Before I married, I lived and taught in Folkestone, and still go down one day a week to teach my ladies at the Adult Ed centre. But it's been a while since I've had a walk around the Stade and Harbour area.
We parked the car on an area known as The Warren and climbed down lots of steps to get to the prom along the Sands. Thankfully mum-in-law is a sprightly 81 year old as we did a lot of walking.
We walked to the Stade, which is alongside the outer harbour, where the few remaining fishing boats are moored. On the Stade is the fishmarket, a couple of lively pubs, a cockle bar an ice cream bar selling locally made ice creams and a shell shop.
After going through the railway arches you come to the inner harbour area, where on Sunday there just happened to be a craft and produce fair. To be honest it wasn't that good - busy, but not very appealing. I have been asked if I would be interested in having a pitch, but I don't think I will, after seeing it on Sunday.
Hubby and mum-in-law headed for the Seafood bar. It's really popular and very appetisingly displayed. Such a shame I have a shellfish allergy!
Once the jellied eels, prawns and cockles had been devoured and crab claws purchased to take home we walked up, and down, the Old High Street. This is in the new Creative Quarter, part of the regeneration of Folkestone.
The Old High Street promises to be a pretty and lively place to browse and shop once the regeneration is completed, but at the moment there are still lots of empty properties that need to be updated. The newly completed shops are filled with galleries, cafes, interior shops, a funky retro shop, a 'posh' tattoo parlour, studios and a handbag shop and workshop, amongst others.
Back down at the harbour the tide had come in and the sun had come out.
The arches carry the old railway line down to the harbour. Sadly both are closed, but it wasn't long ago that ferries would go to Boulogne, and the Seacat too, known locally and affectionately as the vomit comet for obvious reasons!
The railway line had the steepest incline and was one of the first public passenger lines to be built by thousands of navies in the 1800's. The last train to use the line was a steam train, on a special trip in 2009.

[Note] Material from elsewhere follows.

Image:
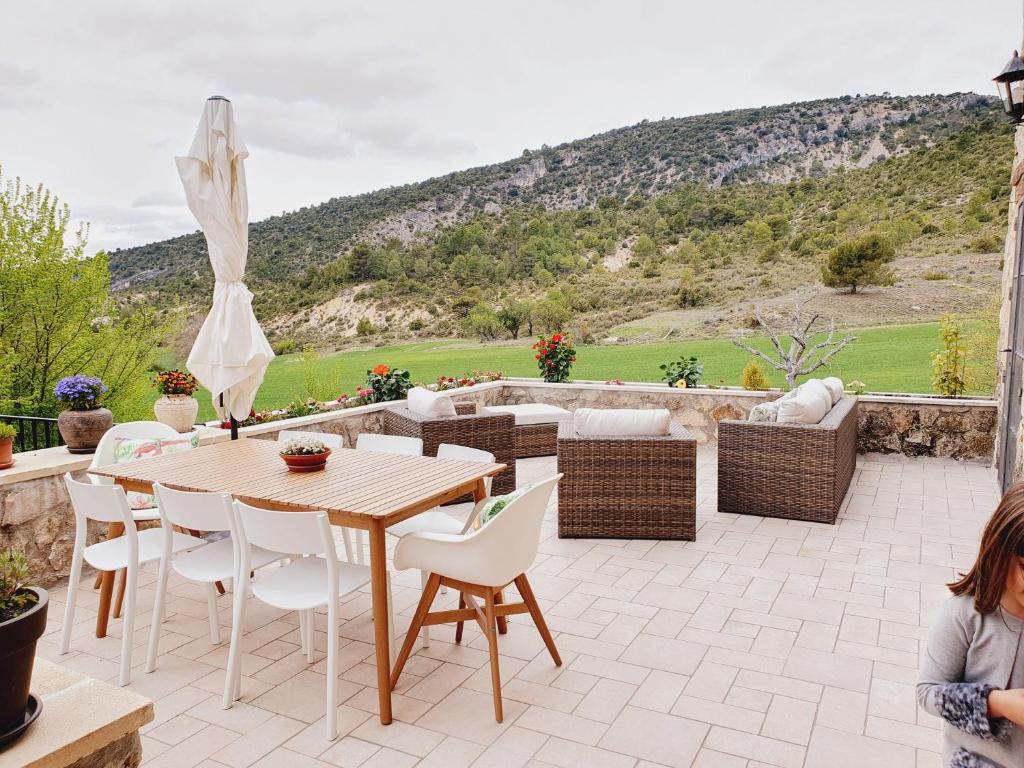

I can remember seeing the Orient Express crossing the arches and swing bridge to bring passengers down to the ferries in the 1980's.
One of the few fishing boats was getting ready to catch the tide, and probably due to be out all night as he wouldn't be able to get back into the harbour until the next high tide.
The sunshine had brought the crowds to the Sands. Not that they have long on the beach - when the tide is in the sand is virtually covered right up to the prom. I must say, the water looked pretty chilly!
I took the scenic route home, along the coast road to Hythe and then cross country. I think we tired mum-in-law out, she slept most of the way home!